Fruchtsaft, Wellnessdrink & Co

Nicht alles, was durch köstliche Früchte auf der Verpackung fruchtigen Genuss verspricht, ist auch reich an Früchten! Der Mindestfruchtanteil eines Getränkes ist aufgrund der Produktbezeichnung auf der Verpackung erkennbar. So muss Fruchtnektar mindestens 25 % Frucht enthalten, ein Fruchtsaftgetränk hingegen nur 10 %. Limonade, wie z. B. Orangenfruchtsaftlimonade, muss nur 3 % Frucht enthalten.

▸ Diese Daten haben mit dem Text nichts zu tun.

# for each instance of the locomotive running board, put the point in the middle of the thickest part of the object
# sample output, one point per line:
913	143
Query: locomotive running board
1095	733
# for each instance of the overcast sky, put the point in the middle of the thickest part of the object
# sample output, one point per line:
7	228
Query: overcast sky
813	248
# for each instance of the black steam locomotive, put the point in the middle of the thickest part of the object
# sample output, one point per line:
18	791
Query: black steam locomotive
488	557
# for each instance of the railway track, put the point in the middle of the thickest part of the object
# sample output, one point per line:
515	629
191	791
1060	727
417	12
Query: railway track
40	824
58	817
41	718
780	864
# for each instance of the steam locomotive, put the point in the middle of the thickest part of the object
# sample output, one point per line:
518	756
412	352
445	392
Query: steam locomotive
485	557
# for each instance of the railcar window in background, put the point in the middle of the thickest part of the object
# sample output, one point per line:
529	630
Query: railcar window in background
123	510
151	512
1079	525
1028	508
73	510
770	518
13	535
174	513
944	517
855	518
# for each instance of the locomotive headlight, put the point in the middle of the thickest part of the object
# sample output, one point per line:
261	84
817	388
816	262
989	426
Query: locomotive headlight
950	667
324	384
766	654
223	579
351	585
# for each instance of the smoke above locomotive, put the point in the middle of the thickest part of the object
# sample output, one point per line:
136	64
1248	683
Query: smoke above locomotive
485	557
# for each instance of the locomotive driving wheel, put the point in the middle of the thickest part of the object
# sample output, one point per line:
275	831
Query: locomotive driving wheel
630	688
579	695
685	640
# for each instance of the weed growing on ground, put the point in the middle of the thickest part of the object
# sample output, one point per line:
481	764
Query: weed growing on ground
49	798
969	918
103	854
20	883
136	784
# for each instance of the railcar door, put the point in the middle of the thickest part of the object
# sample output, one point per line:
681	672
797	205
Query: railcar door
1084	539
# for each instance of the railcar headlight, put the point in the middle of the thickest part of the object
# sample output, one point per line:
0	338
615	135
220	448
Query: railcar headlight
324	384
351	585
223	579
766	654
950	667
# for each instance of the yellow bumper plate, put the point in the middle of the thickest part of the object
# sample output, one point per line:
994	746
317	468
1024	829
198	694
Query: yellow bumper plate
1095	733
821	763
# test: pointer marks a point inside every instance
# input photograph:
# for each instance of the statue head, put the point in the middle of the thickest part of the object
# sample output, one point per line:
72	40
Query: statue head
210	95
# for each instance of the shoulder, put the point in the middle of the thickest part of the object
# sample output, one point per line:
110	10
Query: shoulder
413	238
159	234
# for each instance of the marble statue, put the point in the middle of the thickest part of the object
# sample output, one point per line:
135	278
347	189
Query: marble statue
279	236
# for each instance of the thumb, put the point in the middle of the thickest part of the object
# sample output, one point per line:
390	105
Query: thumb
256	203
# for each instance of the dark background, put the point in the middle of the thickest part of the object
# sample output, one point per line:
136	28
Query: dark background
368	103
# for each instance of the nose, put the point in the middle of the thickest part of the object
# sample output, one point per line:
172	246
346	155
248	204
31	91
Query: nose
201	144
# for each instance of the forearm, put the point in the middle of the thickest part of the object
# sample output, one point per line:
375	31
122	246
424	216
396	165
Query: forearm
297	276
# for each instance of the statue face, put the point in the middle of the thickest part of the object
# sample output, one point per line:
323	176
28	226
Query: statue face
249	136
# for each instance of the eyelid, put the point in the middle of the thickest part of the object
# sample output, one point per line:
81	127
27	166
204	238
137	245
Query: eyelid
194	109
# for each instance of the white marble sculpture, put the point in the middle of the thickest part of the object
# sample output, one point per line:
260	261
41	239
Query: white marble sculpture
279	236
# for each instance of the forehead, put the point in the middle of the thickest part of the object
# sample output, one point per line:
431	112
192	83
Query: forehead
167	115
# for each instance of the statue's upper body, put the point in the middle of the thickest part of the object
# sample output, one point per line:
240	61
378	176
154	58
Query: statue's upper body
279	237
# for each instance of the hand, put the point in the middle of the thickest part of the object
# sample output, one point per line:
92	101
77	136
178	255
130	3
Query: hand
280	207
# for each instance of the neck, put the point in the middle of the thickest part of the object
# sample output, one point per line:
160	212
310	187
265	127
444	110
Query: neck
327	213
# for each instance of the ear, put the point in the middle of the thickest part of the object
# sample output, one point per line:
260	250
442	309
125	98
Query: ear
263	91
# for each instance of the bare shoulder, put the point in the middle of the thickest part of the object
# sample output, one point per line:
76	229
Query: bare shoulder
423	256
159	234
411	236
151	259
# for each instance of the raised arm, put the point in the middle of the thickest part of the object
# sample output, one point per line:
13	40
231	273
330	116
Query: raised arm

Fruchtsäfte – 100 % Frucht
Getränke mit der Bezeichnung „Fruchtsaft“ bestehen zu 100 % aus der jeweiligen Frucht. Fruchtsäfte werden entweder direkt gepresst, erhitzt und abgefüllt, oder konzentriert, um Transportkosten für große Mengen zu sparen. Dem Saftkonzentrat wird das vorher entzogene Wasser wieder zugesetzt. Üblicherweise wird Fruchtsäften kein Zucker beigemengt, nur in Ausnahmefällen – z. B. bei zu wenig Sonne im Erntejahr – dürfen bis zu 15 Gramm pro Liter zugesetzt werden. Dies muss jedoch auf der Zutatenliste aufscheinen. Das Erhitzen bzw. Pasteurisieren macht den Fruchtsaft haltbar.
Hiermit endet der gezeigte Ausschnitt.